Generative AI

How Does an AI Agent Choose What to Do Under Tokens, Latency, and Budget Constraints?

In this tutorial, we build a scheduling agent that intentionally monitors output quality against real-world constraints such as token usage, latency, and call budget. We design the agent to generate multiple candidate actions, estimate its expected costs and benefits, and choose an action plan that maximizes value while staying within a tight budget. With this, we show that agent systems can go beyond the behavior of “always use LLM” and instead think clearly about trade-offs, efficiency, and resource awareness, which are important for reliably deploying agents to constrained environments. Check it out FULL CODES here.

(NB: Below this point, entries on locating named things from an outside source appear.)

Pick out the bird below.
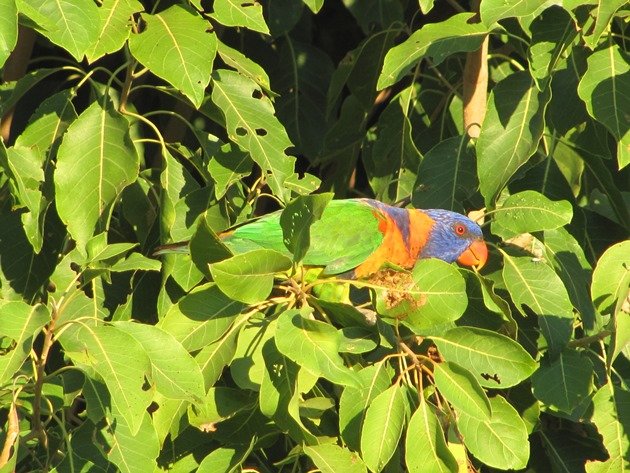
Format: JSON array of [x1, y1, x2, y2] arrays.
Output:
[[154, 198, 488, 279]]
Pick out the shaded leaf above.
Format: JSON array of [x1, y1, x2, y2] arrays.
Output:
[[457, 396, 529, 470], [129, 4, 217, 107], [431, 327, 536, 389]]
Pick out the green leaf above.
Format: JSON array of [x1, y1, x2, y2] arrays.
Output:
[[15, 89, 77, 154], [158, 283, 245, 352], [0, 0, 18, 67], [280, 193, 333, 263], [591, 240, 630, 314], [578, 45, 630, 169], [217, 40, 272, 95], [434, 361, 492, 420], [529, 7, 578, 89], [16, 0, 99, 61], [0, 145, 49, 253], [0, 301, 50, 385], [210, 249, 291, 304], [543, 228, 603, 335], [361, 85, 422, 203], [86, 0, 143, 63], [60, 324, 153, 435], [55, 102, 138, 251], [532, 350, 593, 414], [503, 253, 573, 353], [431, 327, 537, 389], [479, 0, 549, 27], [583, 0, 627, 49], [586, 380, 630, 473], [457, 396, 529, 470], [202, 69, 295, 198], [411, 136, 479, 212], [377, 13, 489, 90], [272, 38, 333, 157], [275, 310, 359, 387], [188, 386, 256, 432], [212, 0, 269, 34], [361, 384, 406, 472], [304, 443, 367, 473], [494, 191, 573, 234], [115, 322, 205, 402], [339, 362, 391, 451], [259, 340, 317, 444], [477, 72, 551, 206], [405, 399, 458, 473], [107, 412, 160, 473], [376, 258, 468, 333], [129, 4, 217, 107]]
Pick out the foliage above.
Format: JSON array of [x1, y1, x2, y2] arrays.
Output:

Copy the CodeCopiedUse a different browser
import os, time, math, json, random
from dataclasses import dataclass, field
from typing import List, Dict, Optional, Tuple, Any
from getpass import getpass


USE_OPENAI = True


if USE_OPENAI:
   if not os.getenv("OPENAI_API_KEY"):
       os.environ["OPENAI_API_KEY"] = getpass("Enter OPENAI_API_KEY (hidden): ").strip()
   try:
       from openai import OpenAI
       client = OpenAI()
   except Exception as e:
       print("OpenAI SDK import failed. Falling back to offline mode.nError:", e)
       USE_OPENAI = False

Set up an application and we securely load the OpenAI API key at runtime without hardcoding it. We also initialize the client so that the agent can properly return to offline mode if the API is not available. Check it out FULL CODES here.

Copy the CodeCopiedUse a different browser
def approx_tokens(text: str) -> int:
   return max(1, math.ceil(len(text) / 4))


@dataclass
class Budget:
   max_tokens: int
   max_latency_ms: int
   max_tool_calls: int


@dataclass
class Spend:
   tokens: int = 0
   latency_ms: int = 0
   tool_calls: int = 0


   def within(self, b: Budget) -> bool:
       return (self.tokens <= b.max_tokens and
               self.latency_ms <= b.max_latency_ms and
               self.tool_calls <= b.max_tool_calls)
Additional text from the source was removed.